I make lists. I make schedules, then I synchronize them between my computer, my phone, my email account. I know what I’m doing next Tuesday at 3:13, and the Tuesday after that, and the Tuesday after that.

So when I embarked on this PhD project, I wrote out a plan for myself. Half the time, I think the planning is the most fun part of any project. It’s when you’re still full of hope that you can actually get the monstrous thing done. It’s when you can break it down into detailed pieces, finding places to celebrate for crossing milestones, accomplishments you can reward yourself for. It’s the post-planning that sucks, when you realize you’ve missed all your deadlines, you’ll never get it done, everyone knows it, and thinks you’re a right nob.

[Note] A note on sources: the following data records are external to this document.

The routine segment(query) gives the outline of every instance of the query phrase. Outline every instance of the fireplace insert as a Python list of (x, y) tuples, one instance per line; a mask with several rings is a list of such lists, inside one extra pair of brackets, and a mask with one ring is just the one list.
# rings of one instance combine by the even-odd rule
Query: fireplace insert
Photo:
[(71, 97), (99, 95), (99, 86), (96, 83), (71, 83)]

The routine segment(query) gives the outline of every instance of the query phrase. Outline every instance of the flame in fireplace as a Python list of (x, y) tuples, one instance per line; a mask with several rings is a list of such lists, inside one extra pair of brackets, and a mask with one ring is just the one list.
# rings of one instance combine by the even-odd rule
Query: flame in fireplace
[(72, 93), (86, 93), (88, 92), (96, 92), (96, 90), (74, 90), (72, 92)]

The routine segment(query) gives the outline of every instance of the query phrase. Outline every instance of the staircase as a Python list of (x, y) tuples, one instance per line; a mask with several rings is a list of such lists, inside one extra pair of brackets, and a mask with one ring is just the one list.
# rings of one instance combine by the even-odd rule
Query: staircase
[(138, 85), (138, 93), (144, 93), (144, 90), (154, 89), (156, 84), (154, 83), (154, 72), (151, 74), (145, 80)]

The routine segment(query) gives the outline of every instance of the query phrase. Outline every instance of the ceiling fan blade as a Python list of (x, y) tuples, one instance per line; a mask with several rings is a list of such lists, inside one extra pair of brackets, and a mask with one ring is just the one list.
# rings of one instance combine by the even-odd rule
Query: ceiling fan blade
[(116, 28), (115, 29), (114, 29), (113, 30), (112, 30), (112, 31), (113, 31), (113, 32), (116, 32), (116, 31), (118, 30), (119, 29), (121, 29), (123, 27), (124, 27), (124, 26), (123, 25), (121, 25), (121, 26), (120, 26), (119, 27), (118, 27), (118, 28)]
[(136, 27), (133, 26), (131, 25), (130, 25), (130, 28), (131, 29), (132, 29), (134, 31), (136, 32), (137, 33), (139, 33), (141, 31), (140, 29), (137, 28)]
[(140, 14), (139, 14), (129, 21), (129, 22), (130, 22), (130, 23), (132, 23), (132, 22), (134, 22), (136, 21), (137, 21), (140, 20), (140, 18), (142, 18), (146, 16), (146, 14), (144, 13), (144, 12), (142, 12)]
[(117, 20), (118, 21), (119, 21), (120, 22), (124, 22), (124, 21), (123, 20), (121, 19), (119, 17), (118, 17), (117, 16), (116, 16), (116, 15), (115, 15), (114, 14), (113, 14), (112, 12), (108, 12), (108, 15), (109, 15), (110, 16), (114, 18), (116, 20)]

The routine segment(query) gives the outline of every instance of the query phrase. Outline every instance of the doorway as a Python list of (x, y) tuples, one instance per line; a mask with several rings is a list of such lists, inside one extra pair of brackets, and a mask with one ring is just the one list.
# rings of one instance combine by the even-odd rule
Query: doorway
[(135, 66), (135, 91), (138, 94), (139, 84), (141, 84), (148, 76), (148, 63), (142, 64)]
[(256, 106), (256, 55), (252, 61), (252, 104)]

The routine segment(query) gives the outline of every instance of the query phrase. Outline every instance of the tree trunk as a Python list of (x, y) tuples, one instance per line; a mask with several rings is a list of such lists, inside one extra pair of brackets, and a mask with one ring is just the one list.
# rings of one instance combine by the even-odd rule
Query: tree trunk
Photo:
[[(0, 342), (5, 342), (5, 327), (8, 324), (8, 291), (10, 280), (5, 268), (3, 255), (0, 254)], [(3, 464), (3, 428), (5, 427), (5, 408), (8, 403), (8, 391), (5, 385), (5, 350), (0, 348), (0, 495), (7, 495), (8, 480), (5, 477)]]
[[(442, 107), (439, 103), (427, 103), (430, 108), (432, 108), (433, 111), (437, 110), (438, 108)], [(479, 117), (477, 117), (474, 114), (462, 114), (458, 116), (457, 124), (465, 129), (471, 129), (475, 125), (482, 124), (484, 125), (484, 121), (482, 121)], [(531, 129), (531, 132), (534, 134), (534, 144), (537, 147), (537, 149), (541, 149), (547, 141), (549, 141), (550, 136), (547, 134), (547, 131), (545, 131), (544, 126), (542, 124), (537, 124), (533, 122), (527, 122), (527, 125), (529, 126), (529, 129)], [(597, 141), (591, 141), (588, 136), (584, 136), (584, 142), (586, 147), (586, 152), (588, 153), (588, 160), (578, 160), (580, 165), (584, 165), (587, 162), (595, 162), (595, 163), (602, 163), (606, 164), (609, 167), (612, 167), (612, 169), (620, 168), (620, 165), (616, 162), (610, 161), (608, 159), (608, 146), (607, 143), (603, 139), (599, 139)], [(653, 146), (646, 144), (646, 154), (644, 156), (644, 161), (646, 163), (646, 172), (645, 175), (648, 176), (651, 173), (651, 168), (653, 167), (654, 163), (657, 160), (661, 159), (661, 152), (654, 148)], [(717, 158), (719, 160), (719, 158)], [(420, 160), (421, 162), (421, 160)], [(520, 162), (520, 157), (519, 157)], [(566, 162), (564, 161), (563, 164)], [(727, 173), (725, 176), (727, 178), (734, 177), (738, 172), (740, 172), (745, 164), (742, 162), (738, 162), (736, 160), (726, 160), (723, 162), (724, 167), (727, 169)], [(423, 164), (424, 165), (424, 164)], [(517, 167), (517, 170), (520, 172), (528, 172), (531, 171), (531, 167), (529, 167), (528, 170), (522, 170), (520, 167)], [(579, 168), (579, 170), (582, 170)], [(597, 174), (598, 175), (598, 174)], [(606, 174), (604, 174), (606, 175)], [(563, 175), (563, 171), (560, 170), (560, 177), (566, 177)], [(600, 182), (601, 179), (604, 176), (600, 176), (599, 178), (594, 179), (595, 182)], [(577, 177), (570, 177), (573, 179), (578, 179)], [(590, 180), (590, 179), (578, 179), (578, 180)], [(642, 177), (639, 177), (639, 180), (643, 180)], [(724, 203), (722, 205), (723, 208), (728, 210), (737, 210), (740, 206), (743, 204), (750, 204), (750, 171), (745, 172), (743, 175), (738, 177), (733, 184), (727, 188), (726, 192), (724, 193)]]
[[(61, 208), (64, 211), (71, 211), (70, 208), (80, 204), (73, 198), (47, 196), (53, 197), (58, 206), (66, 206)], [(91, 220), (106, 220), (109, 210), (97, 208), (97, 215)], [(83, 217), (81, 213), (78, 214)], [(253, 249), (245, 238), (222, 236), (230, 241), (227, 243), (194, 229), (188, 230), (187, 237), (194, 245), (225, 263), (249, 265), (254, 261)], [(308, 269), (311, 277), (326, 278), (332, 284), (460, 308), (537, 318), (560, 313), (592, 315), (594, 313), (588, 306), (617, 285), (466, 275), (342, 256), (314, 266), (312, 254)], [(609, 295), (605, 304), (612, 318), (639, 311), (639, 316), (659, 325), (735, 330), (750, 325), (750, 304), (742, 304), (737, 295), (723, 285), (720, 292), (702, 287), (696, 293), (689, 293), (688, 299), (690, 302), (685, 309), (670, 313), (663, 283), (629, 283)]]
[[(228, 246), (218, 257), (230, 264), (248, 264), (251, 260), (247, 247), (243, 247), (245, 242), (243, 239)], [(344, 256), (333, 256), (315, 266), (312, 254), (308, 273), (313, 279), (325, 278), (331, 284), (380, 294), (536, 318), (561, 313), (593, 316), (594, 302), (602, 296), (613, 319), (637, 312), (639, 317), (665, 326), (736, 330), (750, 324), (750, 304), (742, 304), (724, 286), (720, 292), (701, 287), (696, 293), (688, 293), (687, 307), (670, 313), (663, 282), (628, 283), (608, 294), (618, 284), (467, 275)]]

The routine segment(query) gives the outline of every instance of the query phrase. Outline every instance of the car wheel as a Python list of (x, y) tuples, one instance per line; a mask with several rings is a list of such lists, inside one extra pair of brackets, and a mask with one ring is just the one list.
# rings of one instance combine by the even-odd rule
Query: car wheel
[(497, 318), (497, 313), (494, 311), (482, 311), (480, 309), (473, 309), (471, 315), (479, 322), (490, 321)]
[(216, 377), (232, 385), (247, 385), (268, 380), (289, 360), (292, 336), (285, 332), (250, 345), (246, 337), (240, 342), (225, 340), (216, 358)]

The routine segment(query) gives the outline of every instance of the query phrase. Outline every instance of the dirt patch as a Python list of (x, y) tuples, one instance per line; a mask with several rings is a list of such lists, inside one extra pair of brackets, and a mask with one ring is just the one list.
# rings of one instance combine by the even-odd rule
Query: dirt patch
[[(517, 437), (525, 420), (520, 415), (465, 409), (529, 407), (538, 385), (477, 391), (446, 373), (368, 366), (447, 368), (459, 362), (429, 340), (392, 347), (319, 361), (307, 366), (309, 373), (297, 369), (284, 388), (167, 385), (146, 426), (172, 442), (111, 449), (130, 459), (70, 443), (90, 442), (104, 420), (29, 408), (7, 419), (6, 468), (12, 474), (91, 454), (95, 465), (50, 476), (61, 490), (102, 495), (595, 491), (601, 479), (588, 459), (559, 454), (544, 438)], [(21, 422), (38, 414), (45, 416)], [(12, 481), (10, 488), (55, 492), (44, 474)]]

Anyway, via all the funding applications I’ve been helping other PhDs in the department with, I’ve had a lot of discussions about that nebulous being, the research proposal. Six months ago, I was writing a novel and thinking about game aspects of narrative. I was incorporating some Welsh mythology. I might have been thinking to include hypertext.

Today, I’m writing a series of short stories, based in different world mythologies, with a common thread, and adapting them to full digital format. I’m exploring the process of that adaptation, with a dissertation intended to bring some illumination to other authors and even publishers on how we can keep working to make digital fiction a mainstream genre, and to reach mass audiences.

It may not sound like a big change, but it is. The details have also morphed quite a bit, from thoughts on ghosts in Anglesey, to heroes’ journeys across the world. It’s exciting, but I know it will evolve even more before it is done.

Because that’s just what happens. So many of the new PhDs think they’re tied, word-for-word, to whatever proposal they include in their admission or funding application essay. That would just be impossible, and even the funding bodies know that. I keep having postgrads not even consider certain avenues for funding because they wouldn’t think of spinning their research to show how its applicable to certain funding organizations’ mission statements. They hope someone will see the value in their research and throw money at them, rather than being willing to present themselves as flexible, in the best light possible.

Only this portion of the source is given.